$\mathbb A^1$-connected components of affine quadrics
Chetan Balwe, Nidhi Gupta
TL;DR
This paper proves that for any smooth affine quadric $Q^{\psi}$ in $\mathbb{A}^n_k$, the field-valued $A^1$-connected components stabilize after two iterations of the naive functor $\mathcal{S}$, i.e., $\pi_0^{A^1}(Q^{\psi})(F)=\mathcal{S}^2(Q^{\psi})(F)$ for all finitely generated field extensions $F/k$. It provides explicit descriptions in the isotropic case via $\mathcal{S}(Q^{\psi})(F)\simeq F^*/\langle D(\phi_F)\rangle$ and shows stabilization to $\mathcal{S}^2(Q^{\psi})(F)$ in the anisotropic case, with $2$-ghost homotopy criteria governing the equivalence of points.
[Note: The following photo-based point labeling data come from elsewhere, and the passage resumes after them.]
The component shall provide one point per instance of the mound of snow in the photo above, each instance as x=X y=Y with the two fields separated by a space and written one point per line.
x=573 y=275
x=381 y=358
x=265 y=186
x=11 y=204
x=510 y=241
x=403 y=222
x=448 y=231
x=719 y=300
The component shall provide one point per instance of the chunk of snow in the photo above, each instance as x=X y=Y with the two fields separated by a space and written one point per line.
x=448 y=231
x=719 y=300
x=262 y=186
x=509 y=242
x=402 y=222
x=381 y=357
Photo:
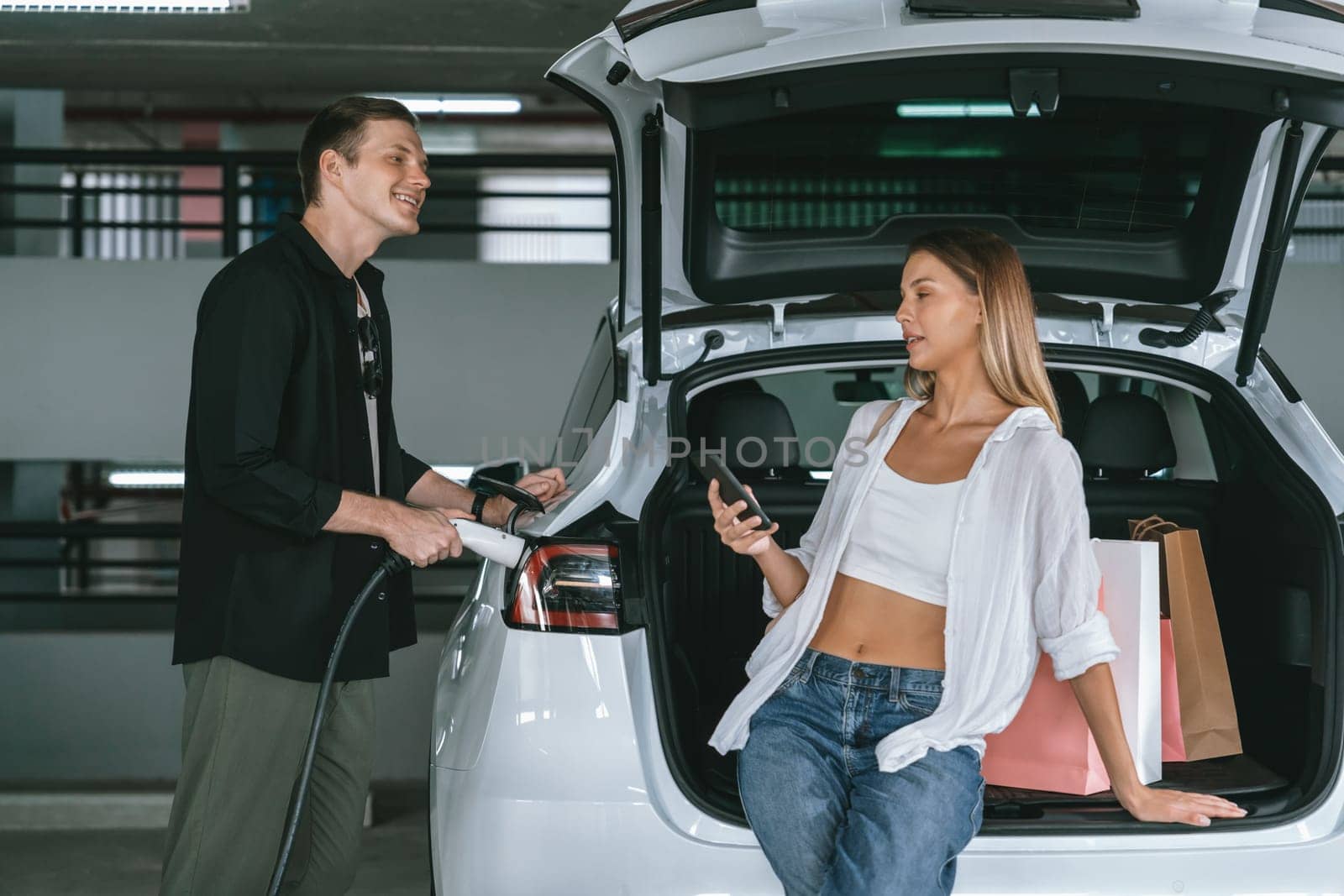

The main result yields a complete $A^1$-connectedness criterion for affine quadrics in terms of Witt indices: $i_0(\varphi)\ge 2$ or $i_0(\varphi)=1$, $i_0(\psi)=0$, and $i_1(\psi)\ge 2$, where $\varphi=\psi\perp\langle-1\rangle$. This connects $A^1$-connectedness to classical quadratic-form invariants and extends the understanding of $A^1$-invariants for quadrics beyond the projective case.
Abstract
For any smooth quadratic hypersurface $X$ in $\mathbb A^n_k$, we use the iterations of the functor of naive $\mathbb{A}^1$-connected components $\mathcal{S}$ to study the field-valued sections of the sheaf of $\mathbb{A}^1$-connected components $π_0^{\mathbb{A}^1}(X)$ of $X$. We prove that for any field $F/k$, the canonical isomorphism $π_0^{\mathbb{A}^1}(X)(F) \xrightarrow{\sim} \lim_{n} \mathcal{S}^n(X)(F)$ stabilizes at $n=2$, meaning that $π_0^{\mathbb{A}^1}(X)(F)=\mathcal{S}^2(X)(F)$. Furthermore, by combining this result with Morel's characterization of $\mathbb{A}^1$-connected spaces in terms of the triviality of field-valued sections of $π_0^{\mathbb{A}^1}$, we provide a complete characterization of $\mathbb{A}^1$-connected smooth quadratic hypersurfaces in $\mathbb{A}^n_k$.